KALAMAZOO, Mich. (From news reports) -- A lawsuit surrounding gas emissions in Kalamazoo's Northside neighborhood was given the green light to continue forward.
A federal judge refused to toss out claims of private nuisance and negligence in a class action lawsuit against Kalamazoo paper mill, Graphic Packaging International, according to court records.
However, the judge dismissed a public nuisance claim in the lawsuit, filed by Northside residents, as a response to the paper mill's motion to dismiss, records show.
The lawsuit alleges gas emissions from the mill violated the Clean Air Act and Northside neighbors' civil rights.
It also claims Graphic Packaging has driven down property values.
The Michigan Department of Health and Human Services' years-long study found hydrogen sulfide emissions in the Northside area were often over the EPA's level for safe life-time exposure and could result in serious health concerns.

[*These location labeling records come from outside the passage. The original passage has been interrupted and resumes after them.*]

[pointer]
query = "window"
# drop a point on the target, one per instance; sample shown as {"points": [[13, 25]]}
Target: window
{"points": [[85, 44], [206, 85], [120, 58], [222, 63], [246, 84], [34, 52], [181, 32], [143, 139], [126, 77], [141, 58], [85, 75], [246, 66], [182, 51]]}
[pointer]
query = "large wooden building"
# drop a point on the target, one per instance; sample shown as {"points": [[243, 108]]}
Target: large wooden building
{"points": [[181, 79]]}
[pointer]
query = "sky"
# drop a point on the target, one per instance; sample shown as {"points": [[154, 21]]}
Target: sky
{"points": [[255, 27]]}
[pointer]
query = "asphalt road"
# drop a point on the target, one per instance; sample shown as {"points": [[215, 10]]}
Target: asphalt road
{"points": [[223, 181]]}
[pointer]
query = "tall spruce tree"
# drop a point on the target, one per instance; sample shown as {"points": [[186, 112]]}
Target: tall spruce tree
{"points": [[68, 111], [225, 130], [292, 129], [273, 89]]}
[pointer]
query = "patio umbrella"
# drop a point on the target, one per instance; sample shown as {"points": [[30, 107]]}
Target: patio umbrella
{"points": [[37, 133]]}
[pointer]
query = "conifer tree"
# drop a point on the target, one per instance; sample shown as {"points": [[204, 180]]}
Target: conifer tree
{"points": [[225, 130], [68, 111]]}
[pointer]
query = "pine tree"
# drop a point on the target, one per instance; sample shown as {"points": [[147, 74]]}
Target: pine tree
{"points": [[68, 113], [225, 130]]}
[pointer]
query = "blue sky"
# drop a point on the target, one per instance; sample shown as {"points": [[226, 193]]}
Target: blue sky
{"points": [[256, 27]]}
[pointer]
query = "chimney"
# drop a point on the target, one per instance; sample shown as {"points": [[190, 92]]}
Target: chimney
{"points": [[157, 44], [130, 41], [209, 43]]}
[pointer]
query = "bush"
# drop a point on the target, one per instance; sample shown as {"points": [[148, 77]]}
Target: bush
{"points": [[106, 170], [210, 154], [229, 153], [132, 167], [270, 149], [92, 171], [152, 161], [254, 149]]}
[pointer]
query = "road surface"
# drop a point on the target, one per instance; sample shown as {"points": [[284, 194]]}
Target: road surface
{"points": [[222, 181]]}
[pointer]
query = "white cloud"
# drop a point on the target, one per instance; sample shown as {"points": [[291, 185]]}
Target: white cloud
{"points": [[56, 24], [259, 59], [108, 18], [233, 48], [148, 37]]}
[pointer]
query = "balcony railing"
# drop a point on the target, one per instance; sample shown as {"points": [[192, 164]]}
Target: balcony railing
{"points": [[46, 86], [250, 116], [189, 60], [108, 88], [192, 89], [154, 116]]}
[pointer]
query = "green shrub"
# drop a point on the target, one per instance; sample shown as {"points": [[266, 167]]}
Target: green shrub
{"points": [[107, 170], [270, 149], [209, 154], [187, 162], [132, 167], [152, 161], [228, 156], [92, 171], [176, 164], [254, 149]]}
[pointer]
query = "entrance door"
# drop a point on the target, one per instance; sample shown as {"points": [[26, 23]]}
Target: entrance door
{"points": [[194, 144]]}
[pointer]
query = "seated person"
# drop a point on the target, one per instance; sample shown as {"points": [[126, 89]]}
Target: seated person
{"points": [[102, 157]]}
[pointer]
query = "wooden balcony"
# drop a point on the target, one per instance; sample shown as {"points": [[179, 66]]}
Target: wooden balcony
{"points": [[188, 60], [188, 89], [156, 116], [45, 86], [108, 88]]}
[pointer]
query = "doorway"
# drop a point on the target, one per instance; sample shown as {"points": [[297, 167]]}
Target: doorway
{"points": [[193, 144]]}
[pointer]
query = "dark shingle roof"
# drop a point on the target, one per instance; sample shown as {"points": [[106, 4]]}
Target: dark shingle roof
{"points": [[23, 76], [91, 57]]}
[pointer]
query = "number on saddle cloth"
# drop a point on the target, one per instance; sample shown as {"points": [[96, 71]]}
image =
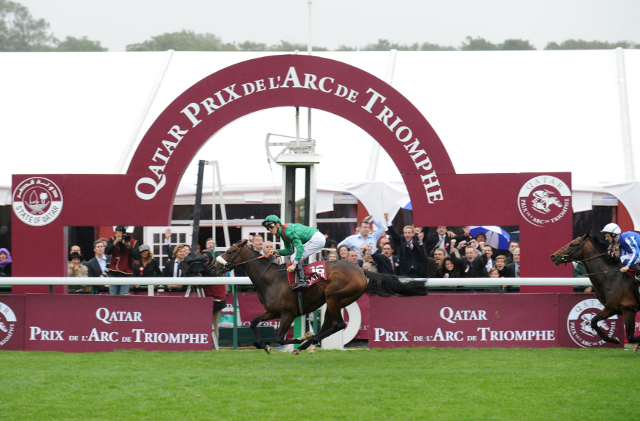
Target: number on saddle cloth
{"points": [[313, 273]]}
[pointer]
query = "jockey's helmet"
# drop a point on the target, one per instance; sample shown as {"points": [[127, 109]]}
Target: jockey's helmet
{"points": [[270, 221], [612, 229]]}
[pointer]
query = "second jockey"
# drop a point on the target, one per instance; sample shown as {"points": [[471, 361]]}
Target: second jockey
{"points": [[629, 243], [298, 238]]}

Emissions from the report are linked to Graphic Packaging and Kalamazoo Water Reclamation Plant.
People who live near the factory on North Pitcher Street have complained about foul odors in the area for more than a decade. Some have blamed the emissions on serious health problems, including asthma.
The state health report found asthma rates and asthma-related hospitalizations in the area around the factory and water plant are not significantly higher than the rest of Michigan.
The lawsuit calls for a jury trial as well as damages totaling $600 million, records show.
It also called for Graphic Packaging to close or decrease gas emissions, according to the lawsuit.
Graphic Packaging International has said it's working with city leaders to help with the issue, spending a significant amount of money to reduce hydrogen sulfide levels to near zero, according to a spokesperson.
The company and the City of Kalamazoo installed air quality monitoring sensors.
A website tracking the city's sensors can be found online. Dates can be changed to see past emissions.
Graphic Packaging also increased the flow of oxygen and introduced hydrogen peroxide into its water stream, reducing unpleasant smells dramatically.
A company spokesperson wouldn't comment on pending litigation in an interview in June.
However, mill manager Tom Olstad said the paper plant formed a community advisory committee to solicit and respond to any future neighborhood concerns.